The players and coach Dietz were also forced to wear war paint and act out Indian-style dances on the field. Smith said that made it difficult for the players to perform in the game: "They became physically so tired that they couldn't perform well, and it was embarrassing and humiliating and they hated it."
Racial discrimination damaged the Redskins performance on the field for another reason. Many of the prime draft picks were African-Americans, and because the Redskins were perennially bad Marshall often had the first slot in the draft. But year after year he would pass up future Hall of Famers like Jim Brown and Jim Parker for white players. Many of them would never make a name for themselves – not to mention the 'Skins.

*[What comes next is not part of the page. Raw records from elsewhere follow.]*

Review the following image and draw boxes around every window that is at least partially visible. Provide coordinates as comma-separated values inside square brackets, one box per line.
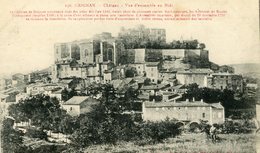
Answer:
[218, 112, 222, 118]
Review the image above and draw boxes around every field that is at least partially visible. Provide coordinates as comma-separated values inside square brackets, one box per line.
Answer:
[84, 133, 260, 153]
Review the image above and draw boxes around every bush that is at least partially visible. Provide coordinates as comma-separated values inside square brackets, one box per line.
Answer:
[219, 121, 254, 134]
[25, 128, 48, 140]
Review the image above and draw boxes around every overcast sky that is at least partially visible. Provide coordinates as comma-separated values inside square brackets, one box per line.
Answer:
[0, 0, 260, 74]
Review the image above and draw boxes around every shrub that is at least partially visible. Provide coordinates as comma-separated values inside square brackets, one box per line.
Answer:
[25, 128, 48, 140]
[219, 121, 254, 134]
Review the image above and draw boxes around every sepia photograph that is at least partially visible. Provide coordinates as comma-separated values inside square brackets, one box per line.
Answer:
[0, 0, 260, 153]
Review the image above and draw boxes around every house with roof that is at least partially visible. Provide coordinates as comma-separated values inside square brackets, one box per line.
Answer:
[207, 72, 244, 92]
[145, 62, 160, 83]
[62, 96, 99, 116]
[142, 100, 225, 124]
[176, 68, 213, 87]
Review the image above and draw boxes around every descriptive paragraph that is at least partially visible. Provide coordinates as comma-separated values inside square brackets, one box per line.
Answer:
[10, 3, 228, 21]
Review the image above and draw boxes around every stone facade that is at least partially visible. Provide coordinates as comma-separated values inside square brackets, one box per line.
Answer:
[176, 69, 213, 87]
[143, 101, 225, 124]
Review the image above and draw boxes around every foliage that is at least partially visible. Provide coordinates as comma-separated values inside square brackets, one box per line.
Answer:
[72, 85, 180, 147]
[8, 95, 66, 131]
[25, 128, 48, 140]
[125, 67, 137, 78]
[182, 83, 251, 115]
[1, 118, 24, 153]
[219, 121, 255, 134]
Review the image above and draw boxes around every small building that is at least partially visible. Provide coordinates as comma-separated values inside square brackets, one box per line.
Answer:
[145, 62, 159, 83]
[62, 96, 98, 116]
[176, 69, 213, 87]
[208, 72, 244, 92]
[143, 101, 225, 124]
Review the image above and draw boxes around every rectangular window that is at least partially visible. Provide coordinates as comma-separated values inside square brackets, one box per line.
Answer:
[202, 113, 206, 118]
[218, 112, 222, 118]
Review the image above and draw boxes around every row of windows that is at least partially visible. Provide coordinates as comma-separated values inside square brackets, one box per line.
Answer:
[155, 107, 206, 111]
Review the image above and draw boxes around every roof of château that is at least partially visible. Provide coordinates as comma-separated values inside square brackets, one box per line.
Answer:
[177, 69, 213, 74]
[63, 96, 89, 105]
[144, 101, 224, 109]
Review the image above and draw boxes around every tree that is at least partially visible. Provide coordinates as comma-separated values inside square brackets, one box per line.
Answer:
[8, 95, 66, 131]
[125, 68, 137, 78]
[1, 118, 24, 153]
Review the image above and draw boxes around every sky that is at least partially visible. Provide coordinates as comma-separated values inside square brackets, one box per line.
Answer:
[0, 0, 260, 74]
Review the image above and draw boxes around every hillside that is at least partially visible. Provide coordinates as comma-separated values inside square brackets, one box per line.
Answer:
[229, 63, 260, 78]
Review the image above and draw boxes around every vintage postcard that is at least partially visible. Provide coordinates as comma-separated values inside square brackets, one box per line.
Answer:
[0, 0, 260, 153]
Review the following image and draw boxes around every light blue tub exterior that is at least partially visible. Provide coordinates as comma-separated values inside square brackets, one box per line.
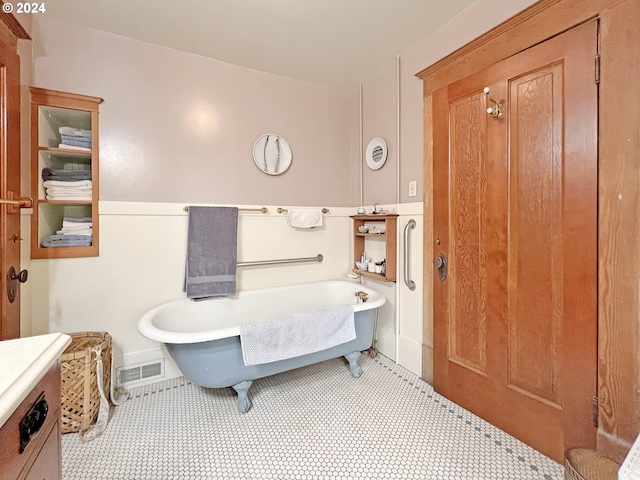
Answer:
[138, 280, 386, 413]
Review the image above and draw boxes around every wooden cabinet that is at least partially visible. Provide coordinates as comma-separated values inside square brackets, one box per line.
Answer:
[0, 362, 62, 480]
[30, 87, 102, 258]
[351, 214, 398, 282]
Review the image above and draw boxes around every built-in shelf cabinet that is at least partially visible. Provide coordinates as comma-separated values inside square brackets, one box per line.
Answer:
[351, 214, 398, 282]
[30, 87, 103, 258]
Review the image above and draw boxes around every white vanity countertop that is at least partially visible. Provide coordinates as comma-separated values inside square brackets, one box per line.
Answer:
[0, 333, 71, 427]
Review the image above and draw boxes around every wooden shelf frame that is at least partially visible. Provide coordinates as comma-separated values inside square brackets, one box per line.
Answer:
[30, 87, 103, 259]
[350, 213, 398, 282]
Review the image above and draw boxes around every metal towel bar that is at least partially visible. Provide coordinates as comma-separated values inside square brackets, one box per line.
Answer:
[182, 205, 269, 213]
[278, 207, 329, 213]
[404, 218, 416, 292]
[237, 253, 324, 267]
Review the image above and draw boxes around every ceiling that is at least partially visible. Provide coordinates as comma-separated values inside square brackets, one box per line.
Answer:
[47, 0, 476, 89]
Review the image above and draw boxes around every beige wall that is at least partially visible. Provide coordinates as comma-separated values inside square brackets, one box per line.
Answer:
[17, 0, 533, 379]
[33, 16, 353, 206]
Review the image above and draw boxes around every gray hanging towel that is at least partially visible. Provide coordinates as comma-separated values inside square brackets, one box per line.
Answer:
[184, 206, 238, 299]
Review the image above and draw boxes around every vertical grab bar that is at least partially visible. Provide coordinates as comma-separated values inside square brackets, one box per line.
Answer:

By the early sixties, the civil rights movement was gaining strength, and Washington became a majority black city in 1960. Smith said pressure started building from the black fan base and the media, including Washington's premier sports columnist, Shirley Povich.
None of that was enough to push Marshall across the color line. The leverage finally came in 1961 as the Redskins prepared to move into the brand new D.C. Stadium, later renamed for Robert F. Kennedy.
The stadium was on federal land, so President John F. Kennedy's interior secretary, Stewart Udall, was effectively D.C. Stadium's landlord. He gave Marshall an ultimatum, according to Smith, "If you do not hire a black player, you will not be able to use this new stadium." Marshall refused, Udall backed off, and the Redskins did play in their new stadium for the 1961 season.
"But if you don't integrate in 1962, you will not be able to use the stadium." Smith said that's the line in the sand Udall drew as the next season approached. He told Marshall to sign or trade for a black player, turning the 1962 draft into a showdown. Marshall refused to draft an African-American, so he sent coach Bill McPeak to do it for him.
The Redskins drafted Syracuse back Ernie Davis as the first pick in the 1962 draft. Davis was traded, but the Redskins eventually signed five African-Americans, including future Hall of Famer Bobby Mitchell.
Mitchell maintains that he never had any issues with George Preston Marshall, but faced much hostility from fans. Mitchell, the Redskins' first African-American star, stayed with the team for decades, eventually rising to the position of assistant general manager before retiring in 2002.